Следующая ночь прошла почти без сна – рядом шёл бой, за ближайшим дувалом ранили человека. Раненный пронзительно, будто заяц, живьем насаженный на вертел, кричал, стонал. Крики его выворачивали Пухначева наизнанку, он стискивал кулаки, скрипел зубами, не зная, куда спрятаться от затяжного рыдающе-горького «о-о, о-о». Старик мрачным голосом предупредил Пухначева:
– Спокойнее, спокойнее! Если не можешь держать себя в руках – заткни уши!
– Так ведь стонет же!
– Хочешь, чтобы я выскочил на улицу и перевязал этого дурака?
– Э-э-э, – морщился Пухначев.
– В войну, бывало, наших ребят стоном на нейтралку заманивали и там приканчивали.
– Но так-то война! Великая, и ещё– Отечественная!
– Месяц назад около гостиницы «Ариана» был ночной бой.
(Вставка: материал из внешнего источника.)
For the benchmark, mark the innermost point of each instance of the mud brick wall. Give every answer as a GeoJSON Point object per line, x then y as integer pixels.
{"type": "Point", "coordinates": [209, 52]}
Рядом с гостиницей дорога проходит, её хотели перекрыть душманы, но не смогли – только схлестнулись с нашими. И там тоже стонал раненый. Так жалобно, так жалобно стонал, что один дуралей из наших выскочил на помощь – думал, кто из советских стонет, надо его перевязать, затащить в помещение, помолиться за его душу, если совсем плохо – только того дуралея и видели! И где он сейчас – одному Богу, да ещё, быть может, Аллаху и ведомо!
Вскоре раненый перестал стонать – либо он скончался, либо его отволокли на перевязку, либо встал сам и пошёл к сообщникам, поняв, что кукареканьем на улицу никого не выманишь.
К утру сделалось тихо. Странная штука – тишина. Она опаснее любого грохота. Минут двадцать не звучало ни одного выстрела, всё погрузилось в серую плотную мглу, все звуки были задавлены и старик с Пухначевым ощущали себя очень тревожно, потом в районе Грязного базара, недалеко от набережной Кабулки раздалась пулемётная очередь, стихла, минут через пять прозвучал гулкий гранатный хлопок в старом городе – старик ожил, всё зафиксировал, немо пошевелил губами, будто собирался что-то сказать, но промолчал.